Cyr, 86, retired from leading Madawaska affairs more than a quarter of a century ago, but maintained a role in the community by attending public meetings from time to time.
“Pee Wee,” as he was known in northern Maine, died on Easter Sunday. His funeral was held at Madawaska’s Roman Catholic Church of St. Thomas Aquinas Parish.
It will be different in the northern Maine town to not hear his often-offered advice ranging from his days at Fraser Papers Inc., where he was a finish and coating room superintendent, to public administration from his eight years as town manager of the state’s northernmost town, to everyday things learned through his nearly nine decades of life.
Cyr led Madawaska through some trying years when the town and St. John Valley areas were winging their way through the early days of new public policy on solid waste disposal and using air travel to help an area grow.
He was remembered on the weekend for tenacity and his knowledge by people who worked with him in municipal government and in state affairs.
He was merciless in what he expected from legislators and elected officials, former Democratic state Sen. Judy Paradis said. His brain was always going, and his knowledge of northern Maine was exceptional.
“He always reminded me he was a Republican, yet he admitted that he supported us [she and fellow northern Maine Democrats],” she remembered. “He was one of a kind and I will remember him as a smart man, a very productive one.”
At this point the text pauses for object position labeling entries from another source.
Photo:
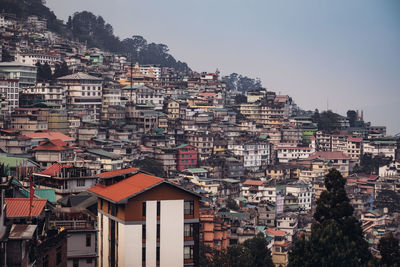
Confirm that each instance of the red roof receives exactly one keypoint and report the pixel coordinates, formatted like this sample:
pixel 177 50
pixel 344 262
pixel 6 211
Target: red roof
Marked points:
pixel 276 232
pixel 354 139
pixel 53 145
pixel 50 135
pixel 19 207
pixel 329 155
pixel 117 172
pixel 126 188
pixel 54 169
pixel 253 182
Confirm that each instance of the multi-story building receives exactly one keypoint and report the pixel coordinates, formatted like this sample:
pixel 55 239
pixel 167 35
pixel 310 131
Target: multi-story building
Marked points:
pixel 10 90
pixel 48 92
pixel 145 220
pixel 65 178
pixel 154 95
pixel 24 73
pixel 83 91
pixel 28 120
pixel 186 157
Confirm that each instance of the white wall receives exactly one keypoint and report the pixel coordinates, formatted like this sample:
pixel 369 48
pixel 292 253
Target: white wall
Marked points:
pixel 130 245
pixel 171 236
pixel 151 233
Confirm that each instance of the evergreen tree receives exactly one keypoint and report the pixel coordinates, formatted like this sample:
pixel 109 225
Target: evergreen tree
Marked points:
pixel 390 251
pixel 336 237
pixel 258 248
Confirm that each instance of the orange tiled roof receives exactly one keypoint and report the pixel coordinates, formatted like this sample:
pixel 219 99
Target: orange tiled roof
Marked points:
pixel 117 172
pixel 126 188
pixel 276 232
pixel 53 145
pixel 253 182
pixel 50 135
pixel 329 155
pixel 55 169
pixel 19 207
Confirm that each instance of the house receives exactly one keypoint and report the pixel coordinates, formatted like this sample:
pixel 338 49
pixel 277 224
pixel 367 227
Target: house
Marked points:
pixel 339 161
pixel 144 209
pixel 186 157
pixel 52 151
pixel 65 178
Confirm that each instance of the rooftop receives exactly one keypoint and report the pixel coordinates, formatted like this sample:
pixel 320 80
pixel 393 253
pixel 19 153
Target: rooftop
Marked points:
pixel 19 207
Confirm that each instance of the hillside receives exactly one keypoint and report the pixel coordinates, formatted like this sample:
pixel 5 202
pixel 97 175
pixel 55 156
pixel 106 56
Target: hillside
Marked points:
pixel 95 32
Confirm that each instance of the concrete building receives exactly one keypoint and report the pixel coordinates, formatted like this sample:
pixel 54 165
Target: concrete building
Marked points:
pixel 145 220
pixel 25 73
pixel 9 88
pixel 83 91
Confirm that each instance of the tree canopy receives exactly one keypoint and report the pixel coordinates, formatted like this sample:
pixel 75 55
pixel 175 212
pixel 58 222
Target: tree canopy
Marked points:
pixel 253 252
pixel 336 237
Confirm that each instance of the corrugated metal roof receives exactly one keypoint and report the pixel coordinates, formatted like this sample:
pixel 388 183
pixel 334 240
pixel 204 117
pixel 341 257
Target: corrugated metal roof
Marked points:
pixel 19 207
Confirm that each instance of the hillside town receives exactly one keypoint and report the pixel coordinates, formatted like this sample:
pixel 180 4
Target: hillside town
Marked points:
pixel 106 161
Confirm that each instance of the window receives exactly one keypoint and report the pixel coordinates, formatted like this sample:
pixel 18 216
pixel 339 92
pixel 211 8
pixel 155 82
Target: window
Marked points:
pixel 189 207
pixel 188 252
pixel 58 260
pixel 188 229
pixel 88 240
pixel 80 182
pixel 144 209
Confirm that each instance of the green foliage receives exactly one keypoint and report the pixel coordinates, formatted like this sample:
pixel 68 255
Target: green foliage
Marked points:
pixel 388 199
pixel 150 165
pixel 336 237
pixel 390 251
pixel 253 252
pixel 236 82
pixel 260 254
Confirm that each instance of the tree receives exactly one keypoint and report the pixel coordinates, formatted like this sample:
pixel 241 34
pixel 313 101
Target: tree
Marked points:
pixel 390 251
pixel 336 236
pixel 150 165
pixel 258 247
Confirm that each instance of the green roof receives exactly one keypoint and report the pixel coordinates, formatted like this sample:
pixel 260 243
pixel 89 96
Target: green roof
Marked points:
pixel 235 215
pixel 12 162
pixel 196 170
pixel 231 180
pixel 183 145
pixel 49 194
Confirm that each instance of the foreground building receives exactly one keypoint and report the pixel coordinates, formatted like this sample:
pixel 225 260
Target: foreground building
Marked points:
pixel 145 220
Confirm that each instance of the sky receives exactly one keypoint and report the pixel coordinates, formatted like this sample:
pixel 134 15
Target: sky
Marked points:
pixel 337 54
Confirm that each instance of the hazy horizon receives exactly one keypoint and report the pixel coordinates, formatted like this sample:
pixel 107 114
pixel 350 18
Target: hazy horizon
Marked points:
pixel 337 53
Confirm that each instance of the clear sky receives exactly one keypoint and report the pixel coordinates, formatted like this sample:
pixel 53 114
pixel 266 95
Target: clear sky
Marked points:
pixel 342 54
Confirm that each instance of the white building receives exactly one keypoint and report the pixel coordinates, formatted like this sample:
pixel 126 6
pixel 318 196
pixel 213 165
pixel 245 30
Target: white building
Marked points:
pixel 145 220
pixel 10 91
pixel 83 91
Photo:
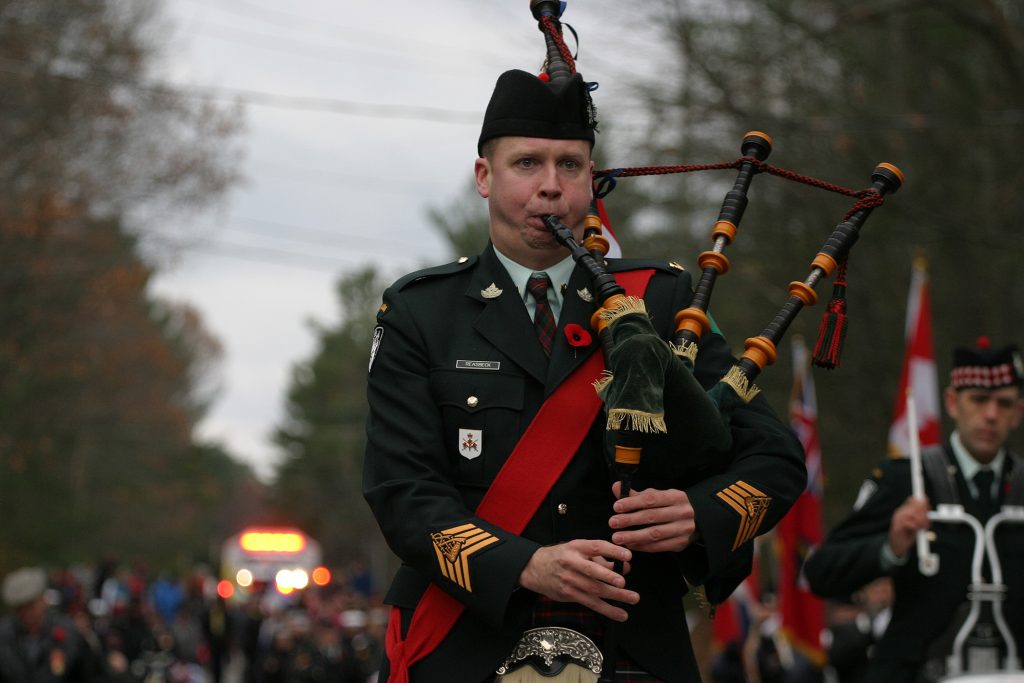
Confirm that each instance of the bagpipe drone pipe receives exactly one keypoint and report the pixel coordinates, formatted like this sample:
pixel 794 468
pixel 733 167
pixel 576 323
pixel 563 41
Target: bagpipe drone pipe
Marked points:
pixel 664 428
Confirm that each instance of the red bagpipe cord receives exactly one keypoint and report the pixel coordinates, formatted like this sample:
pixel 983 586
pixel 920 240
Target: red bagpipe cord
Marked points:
pixel 536 463
pixel 828 348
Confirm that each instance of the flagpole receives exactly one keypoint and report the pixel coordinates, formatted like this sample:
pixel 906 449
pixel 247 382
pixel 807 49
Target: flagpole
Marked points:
pixel 928 561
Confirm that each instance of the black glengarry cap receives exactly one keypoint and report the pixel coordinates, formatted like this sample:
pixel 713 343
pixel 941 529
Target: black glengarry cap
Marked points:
pixel 523 104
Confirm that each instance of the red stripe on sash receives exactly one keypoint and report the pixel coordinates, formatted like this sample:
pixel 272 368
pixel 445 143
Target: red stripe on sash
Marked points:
pixel 531 469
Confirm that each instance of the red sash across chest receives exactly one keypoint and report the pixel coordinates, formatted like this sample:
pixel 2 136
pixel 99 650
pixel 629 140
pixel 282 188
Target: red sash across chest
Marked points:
pixel 535 465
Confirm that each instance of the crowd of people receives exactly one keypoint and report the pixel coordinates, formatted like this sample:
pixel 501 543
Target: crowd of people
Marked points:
pixel 116 624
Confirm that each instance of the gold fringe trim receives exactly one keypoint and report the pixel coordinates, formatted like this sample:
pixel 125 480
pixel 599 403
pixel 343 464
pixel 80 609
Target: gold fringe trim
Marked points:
pixel 627 306
pixel 687 349
pixel 601 383
pixel 637 420
pixel 740 384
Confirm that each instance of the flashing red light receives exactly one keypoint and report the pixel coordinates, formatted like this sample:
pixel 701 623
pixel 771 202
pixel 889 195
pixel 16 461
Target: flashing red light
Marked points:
pixel 272 542
pixel 225 589
pixel 322 575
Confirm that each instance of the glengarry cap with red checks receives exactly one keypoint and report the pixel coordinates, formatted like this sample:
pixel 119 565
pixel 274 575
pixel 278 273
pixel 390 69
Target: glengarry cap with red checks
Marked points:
pixel 985 367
Area municipal officials remember his devotion to local affairs, to the point of helping other towns.
He was heavily involved in the development of the Northern Aroostook Regional Incinerator Facility and the town’s airport, Philip Levesque, town manager in neighboring Frenchville, recalled on the weekend.
Pee Wee always was working on behalf of area towns, Levesque said. “He looked over things for us, being knowledgeable in engineering, and his love of flying.”
Levesque remembered that Cyr was a local pioneer in the development of the Northern Aroostook Regional Airport.
Cyr lived all of his life, except for the time he spent in the military during World War II, in northern Maine.
He grew up on a farm in Madawaska and worked at Fraser for 33 years before becoming the town’s head administrator in 1972. He served on the town’s budget committee prior to starting the town manager job.
Cyr was tenacious as the town’s representative on the airport committee. The Northern Aroostook Regional Airport was built in the early 1970s.
Along with those vocations in his 41 working years after World War II, Cyr was an avid racer of speedboats, a snowmobiler, a licensed pilot, hunter and outdoorsman.
He and Lucille “Trudy” Cyr would have celebrated their 60th wedding anniversary on April 26. They raised a family of seven children in Madawaska.